Just looking at this picture is making my mouth water!  There is another sandwich I make where the bread is "dressed" similarly and my oldest son refers to it as the "Jesus Sandwich."  It used to be his favorite sandwich.  When he tasted this one, he declared this one just a little bit better and called this one "The Holy Spirit Sandwich."  When I asked him why, he said it was because it spoke to him!  Enjoy!

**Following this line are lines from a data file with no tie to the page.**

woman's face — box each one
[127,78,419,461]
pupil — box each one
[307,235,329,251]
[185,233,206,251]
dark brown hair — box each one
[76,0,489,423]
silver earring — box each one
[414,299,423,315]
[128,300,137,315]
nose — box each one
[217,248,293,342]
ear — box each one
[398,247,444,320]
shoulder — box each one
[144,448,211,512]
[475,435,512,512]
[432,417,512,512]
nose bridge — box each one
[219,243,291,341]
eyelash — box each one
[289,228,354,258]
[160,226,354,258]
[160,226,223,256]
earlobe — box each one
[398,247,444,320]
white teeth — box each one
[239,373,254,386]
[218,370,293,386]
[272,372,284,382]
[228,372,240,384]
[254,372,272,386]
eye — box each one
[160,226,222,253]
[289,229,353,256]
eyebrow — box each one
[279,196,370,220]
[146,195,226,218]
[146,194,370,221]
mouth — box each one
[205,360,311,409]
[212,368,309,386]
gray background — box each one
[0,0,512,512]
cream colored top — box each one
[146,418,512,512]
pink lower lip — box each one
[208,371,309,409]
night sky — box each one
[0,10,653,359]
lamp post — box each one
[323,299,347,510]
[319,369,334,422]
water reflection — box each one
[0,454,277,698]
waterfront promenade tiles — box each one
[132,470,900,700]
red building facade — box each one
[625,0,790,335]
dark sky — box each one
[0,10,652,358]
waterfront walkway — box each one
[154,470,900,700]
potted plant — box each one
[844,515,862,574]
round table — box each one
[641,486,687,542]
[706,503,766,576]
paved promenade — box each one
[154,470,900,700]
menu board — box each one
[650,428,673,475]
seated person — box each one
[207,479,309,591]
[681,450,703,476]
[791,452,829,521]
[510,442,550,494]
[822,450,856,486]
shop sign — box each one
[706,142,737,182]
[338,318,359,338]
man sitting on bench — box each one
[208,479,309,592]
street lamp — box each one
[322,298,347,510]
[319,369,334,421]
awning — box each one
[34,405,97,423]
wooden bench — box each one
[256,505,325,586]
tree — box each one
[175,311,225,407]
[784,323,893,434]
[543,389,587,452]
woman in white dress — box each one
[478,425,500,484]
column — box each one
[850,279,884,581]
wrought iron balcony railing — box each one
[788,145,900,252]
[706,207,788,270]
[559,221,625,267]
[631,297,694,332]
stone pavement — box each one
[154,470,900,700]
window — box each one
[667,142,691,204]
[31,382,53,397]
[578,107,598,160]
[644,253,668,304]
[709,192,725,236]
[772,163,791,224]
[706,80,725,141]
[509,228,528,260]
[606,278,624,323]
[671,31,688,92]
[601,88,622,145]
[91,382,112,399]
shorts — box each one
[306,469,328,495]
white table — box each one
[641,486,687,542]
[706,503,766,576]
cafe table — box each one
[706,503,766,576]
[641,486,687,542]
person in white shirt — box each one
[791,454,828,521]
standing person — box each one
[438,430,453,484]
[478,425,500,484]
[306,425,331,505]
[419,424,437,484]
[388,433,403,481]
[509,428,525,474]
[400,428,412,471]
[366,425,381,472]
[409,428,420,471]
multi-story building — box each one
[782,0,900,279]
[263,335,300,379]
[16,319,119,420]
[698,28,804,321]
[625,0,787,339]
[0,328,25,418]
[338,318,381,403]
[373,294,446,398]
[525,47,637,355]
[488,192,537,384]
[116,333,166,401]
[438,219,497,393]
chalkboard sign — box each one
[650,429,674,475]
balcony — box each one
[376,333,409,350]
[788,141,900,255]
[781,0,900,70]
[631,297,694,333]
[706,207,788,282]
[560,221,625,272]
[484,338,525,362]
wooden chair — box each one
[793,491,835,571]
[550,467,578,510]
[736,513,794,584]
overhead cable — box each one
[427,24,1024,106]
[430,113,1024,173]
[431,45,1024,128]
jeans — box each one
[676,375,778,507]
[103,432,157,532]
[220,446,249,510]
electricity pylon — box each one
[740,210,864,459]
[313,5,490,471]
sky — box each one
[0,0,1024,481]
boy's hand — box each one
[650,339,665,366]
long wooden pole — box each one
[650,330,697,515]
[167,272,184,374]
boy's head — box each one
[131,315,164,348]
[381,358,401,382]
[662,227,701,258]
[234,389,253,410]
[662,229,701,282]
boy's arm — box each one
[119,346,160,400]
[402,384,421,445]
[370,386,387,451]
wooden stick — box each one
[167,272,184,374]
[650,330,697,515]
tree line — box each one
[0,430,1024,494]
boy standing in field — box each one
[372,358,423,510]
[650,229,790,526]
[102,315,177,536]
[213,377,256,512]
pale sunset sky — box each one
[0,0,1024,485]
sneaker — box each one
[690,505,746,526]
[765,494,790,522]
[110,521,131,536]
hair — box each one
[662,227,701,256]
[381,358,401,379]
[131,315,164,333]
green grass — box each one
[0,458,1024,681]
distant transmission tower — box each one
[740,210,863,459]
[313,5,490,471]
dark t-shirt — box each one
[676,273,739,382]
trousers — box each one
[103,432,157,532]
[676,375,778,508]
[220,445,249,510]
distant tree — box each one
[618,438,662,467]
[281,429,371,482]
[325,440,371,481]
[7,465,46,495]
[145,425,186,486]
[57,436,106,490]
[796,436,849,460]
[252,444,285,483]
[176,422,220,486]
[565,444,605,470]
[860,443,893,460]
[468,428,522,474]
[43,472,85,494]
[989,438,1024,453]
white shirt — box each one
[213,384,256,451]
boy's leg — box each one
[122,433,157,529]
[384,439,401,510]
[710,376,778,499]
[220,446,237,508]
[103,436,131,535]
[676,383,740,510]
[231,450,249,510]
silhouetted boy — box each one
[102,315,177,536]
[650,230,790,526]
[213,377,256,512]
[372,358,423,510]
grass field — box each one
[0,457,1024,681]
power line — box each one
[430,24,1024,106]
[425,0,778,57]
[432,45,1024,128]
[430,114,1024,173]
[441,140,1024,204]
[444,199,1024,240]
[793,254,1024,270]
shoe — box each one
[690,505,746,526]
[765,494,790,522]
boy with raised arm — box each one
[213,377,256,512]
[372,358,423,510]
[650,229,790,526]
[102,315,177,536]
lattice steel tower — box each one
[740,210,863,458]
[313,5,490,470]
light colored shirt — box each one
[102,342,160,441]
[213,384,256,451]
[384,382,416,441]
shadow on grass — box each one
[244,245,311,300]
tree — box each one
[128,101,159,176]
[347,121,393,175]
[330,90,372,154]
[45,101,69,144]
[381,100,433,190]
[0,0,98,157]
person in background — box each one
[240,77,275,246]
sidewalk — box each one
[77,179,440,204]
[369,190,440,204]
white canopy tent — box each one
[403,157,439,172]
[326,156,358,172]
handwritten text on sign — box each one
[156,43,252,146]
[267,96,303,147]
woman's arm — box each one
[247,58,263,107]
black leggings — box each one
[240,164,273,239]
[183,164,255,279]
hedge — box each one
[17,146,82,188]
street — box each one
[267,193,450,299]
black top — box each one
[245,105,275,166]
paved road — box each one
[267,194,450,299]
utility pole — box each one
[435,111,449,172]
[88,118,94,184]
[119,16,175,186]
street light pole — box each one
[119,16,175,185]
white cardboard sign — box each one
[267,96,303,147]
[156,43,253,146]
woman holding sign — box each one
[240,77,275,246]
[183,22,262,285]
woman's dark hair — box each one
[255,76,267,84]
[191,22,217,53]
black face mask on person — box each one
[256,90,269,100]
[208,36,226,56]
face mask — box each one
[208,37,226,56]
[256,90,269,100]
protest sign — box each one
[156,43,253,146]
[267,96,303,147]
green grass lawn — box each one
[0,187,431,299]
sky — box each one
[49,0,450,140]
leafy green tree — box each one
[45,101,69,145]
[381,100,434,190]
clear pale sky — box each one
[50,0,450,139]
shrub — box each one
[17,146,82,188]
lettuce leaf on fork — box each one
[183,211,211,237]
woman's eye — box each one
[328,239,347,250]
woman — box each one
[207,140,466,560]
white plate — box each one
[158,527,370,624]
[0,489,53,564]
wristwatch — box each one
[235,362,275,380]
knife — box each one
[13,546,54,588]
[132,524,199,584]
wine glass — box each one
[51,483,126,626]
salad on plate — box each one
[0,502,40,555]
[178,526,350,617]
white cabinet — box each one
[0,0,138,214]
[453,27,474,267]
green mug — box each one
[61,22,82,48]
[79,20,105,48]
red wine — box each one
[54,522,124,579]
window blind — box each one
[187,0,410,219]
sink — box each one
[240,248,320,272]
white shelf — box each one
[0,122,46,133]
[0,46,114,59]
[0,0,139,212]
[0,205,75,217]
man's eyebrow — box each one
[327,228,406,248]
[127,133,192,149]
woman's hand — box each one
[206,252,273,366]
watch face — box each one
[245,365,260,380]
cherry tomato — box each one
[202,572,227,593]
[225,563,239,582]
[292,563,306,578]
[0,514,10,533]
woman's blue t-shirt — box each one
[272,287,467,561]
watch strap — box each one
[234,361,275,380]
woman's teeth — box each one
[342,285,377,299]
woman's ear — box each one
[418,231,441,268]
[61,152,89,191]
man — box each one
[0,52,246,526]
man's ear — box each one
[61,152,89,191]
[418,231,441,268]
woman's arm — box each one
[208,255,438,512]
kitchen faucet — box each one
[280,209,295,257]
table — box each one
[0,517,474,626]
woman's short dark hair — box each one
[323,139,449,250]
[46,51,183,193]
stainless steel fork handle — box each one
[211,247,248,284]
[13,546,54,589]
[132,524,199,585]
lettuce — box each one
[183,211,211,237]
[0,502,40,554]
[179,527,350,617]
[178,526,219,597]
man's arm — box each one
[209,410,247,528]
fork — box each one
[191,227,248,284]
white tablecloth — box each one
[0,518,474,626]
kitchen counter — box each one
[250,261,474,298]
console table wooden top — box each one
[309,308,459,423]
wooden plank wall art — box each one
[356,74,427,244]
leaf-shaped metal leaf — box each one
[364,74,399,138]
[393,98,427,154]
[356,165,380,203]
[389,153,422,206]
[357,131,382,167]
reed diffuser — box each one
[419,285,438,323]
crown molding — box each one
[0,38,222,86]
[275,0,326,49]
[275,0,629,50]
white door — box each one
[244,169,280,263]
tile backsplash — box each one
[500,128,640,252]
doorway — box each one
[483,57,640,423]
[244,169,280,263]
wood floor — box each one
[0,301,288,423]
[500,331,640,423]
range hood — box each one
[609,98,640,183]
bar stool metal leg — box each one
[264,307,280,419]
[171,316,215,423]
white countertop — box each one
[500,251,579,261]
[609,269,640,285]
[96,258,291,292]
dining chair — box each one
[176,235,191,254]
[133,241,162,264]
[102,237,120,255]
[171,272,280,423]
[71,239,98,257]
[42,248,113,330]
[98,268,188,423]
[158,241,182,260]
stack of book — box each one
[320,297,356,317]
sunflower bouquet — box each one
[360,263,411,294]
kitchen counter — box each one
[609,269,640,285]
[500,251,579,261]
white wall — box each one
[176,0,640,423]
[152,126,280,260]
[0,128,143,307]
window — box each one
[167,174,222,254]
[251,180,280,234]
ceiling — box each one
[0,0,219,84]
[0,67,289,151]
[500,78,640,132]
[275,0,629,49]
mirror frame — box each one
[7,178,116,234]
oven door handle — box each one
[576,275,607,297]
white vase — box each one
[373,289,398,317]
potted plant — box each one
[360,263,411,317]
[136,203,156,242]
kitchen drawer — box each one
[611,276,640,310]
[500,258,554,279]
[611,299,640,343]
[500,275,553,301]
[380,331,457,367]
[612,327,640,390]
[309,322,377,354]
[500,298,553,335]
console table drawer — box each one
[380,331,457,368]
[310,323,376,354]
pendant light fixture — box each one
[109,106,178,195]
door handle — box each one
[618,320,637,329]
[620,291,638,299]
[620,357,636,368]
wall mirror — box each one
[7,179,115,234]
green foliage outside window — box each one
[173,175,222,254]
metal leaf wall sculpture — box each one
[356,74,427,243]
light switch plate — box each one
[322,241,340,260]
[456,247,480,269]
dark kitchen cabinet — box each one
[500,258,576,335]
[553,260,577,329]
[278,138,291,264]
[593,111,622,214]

Turkey Club Sandwich with Acocado Aioli

1 can (11 oz.) Pillsbury refrigerated Crusty French Loaf
1 tablespoon fresh grated Parmesan cheese
2 teaspoons dried oregano leaves, divided
1 ½ cups shredded lettuce
¼ cup chopped red onion
2 medium plum (Roma) tomatoes, chopped
¼ cup extra virgin olive oil
1 ½ tablespoons red wine vinegar
½ teaspoon crushed red pepper flakes
1/3 cup mayonnaise
2 cloves garlic, finely chopped
½ avocado, pitted, peeled and roughly chopped
8 oz. thinly sliced cooked turkey from deli
5 slices provolone cheese
8 slices bacon, halved, crisply cooked

Heat oven to 350°F.  Spray large cookie sheet with no-stick cooking spray or line with cooking parchment paper.  Place loaf of dough, seam side down, on cookie sheet.  Using a sharp or serrated knife, cut 5 diagonal slashes about ¼ inch deep on top of dough.  In a small bowl, combine the Parmesan cheese and 1 teaspoon of oregano.  Spray top of loaf with no-stick cooking spray or oil; sprinkle with cheese/oregano mixture.  Bake 26 to 30 minutes or until deep golden brown.  Cool completely on cookie sheet – about 20 minutes.  Meanwhile, in a medium bowl, mix lettuce, onion, tomatoes, oil, vinegar, red pepper flakes and remaining 1 teaspoon oregano.  Refrigerate about 20 minutes to blend flavors and slightly wilt lettuce.  In a food processor, cover and process mayonnaise, garlic and avocado until smooth.  Cut bread in half horizontally.  Press inside of bottom half of bread to flatten slightly for filling; spread both bottom and top with avocado aioli.  Place lettuce mixture in bottom half.  Top with turkey, provolone cheese and bacon.  Place top of loaf over bacon; cut and serve.